Quads are a small gathering of 4-5 same-gendered people, committed to meeting for at least one year, where you push further into the depths of your spiritual formation. Eugene Peterson said that discipleship is “long obedience in the same direction.” The goal of any discipleship endeavor should be to become more formed into the image of Christ. In order to seek this formation in every aspect of life, we are encouraging you to meet in a Quad regularly over a long-term commitment. We intentionally use the word “commitment” because it will take a commitment from every person in the group in order to be open with each other about your spiritual lives.

 

Framework of Disciplines

Formation doesn’t happen shallowly or in a hurry. We expect that you will celebrate together and confess your sins to one another. You will hold each other accountable while praying with each other. But to do this, it will take discipline. To help facilitate these meetings, we encourage you to structure your time around five communal disciplines. The way each Quad structures around these disciplines must fit with your rhythms of life. You will need to be intentional about getting to each discipline by setting up time constraints that work for your Quad. Each discipline will have some framework questions that allow for open-ended discussion on how the Holy Spirit is working in each of your lives. You don’t need to answer each question each time you meet, but everyone should speak to each discipline. You can use the questions as a conversation starters.

Gratitude

    • What are you grateful for today?
    • Where have you noticed God’s presence in your life since we last met?

Confession

    • What have you been prioritizing over your love for God?
    • Where are you having difficulty trusting God?
    • Where do you know that you are intentionally sinning?

Learning

    • What has God been speaking to you about since we last met?
    • What have you read in scripture that caused resonance or resistance in your spirit?
    • If you have chosen a book to go through, what quotes or concepts stood out to you and why?

Prayer

    • In what area of your life do you feel disconnected from God?
    • What is causing you anxiety, fear, or worry?
    • What are you praying about in your life?

Accountability

    • Choose one other person from your Quad to follow up with during the week about their prayer requests and confession points.
    • How can we support you in your sin struggle or your spiritual disciplines?

Behavioral Practices

  • Practice submitting over leading. No one is the leader of your Quad.
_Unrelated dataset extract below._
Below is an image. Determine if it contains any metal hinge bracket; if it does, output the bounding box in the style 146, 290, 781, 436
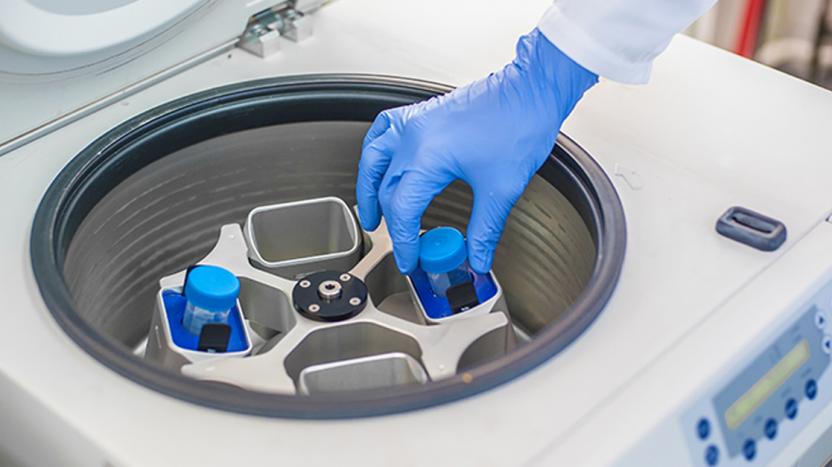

You all are committed to submitting yourselves to the Holy Spirit together. 
  • Practice listening over speaking. Generally speaking, it is better to listen to someone share rather than offer your advice. 
  • Practice invitation over pushing. Invite each other to speak through vulnerably sharing about your own life. 
  • Practice brevity over rambling. Try to be brief when it is your turn to talk. Everyone should get a chance to speak.
  • Practice curiosity over judgment. Rather than jumping to judgment about someone’s response, genuinely ask questions that further expand what they are saying.
  • Practice commitment over wavering. The only way you will see lasting change in your life is through committing to the journey. 
  • Practice consistency over irregularity. As Hebrews 10:25 says, “Do not neglect to meet together as is the habit of some. But encourage one another.” 

Quad Details

  • The people who make up your Quad should come from your existing relationship networks. We do not place you in a Quad. If you need to find people to join you, then consider getting involved in other areas of community first, like serving on a team or joining a small group.
  • In order to practice consistency, we suggest that you meet with your Quad weekly, or every other week at a minimum. 
  • In order to practice commitment, we suggest that you commit to meeting with your Quad for a year to establish healthy formational patterns.
  • Establish a hard end-time for your meetings, unless you have agreed upon an intentional break from the pattern, in order to honor everyone’s busy schedules.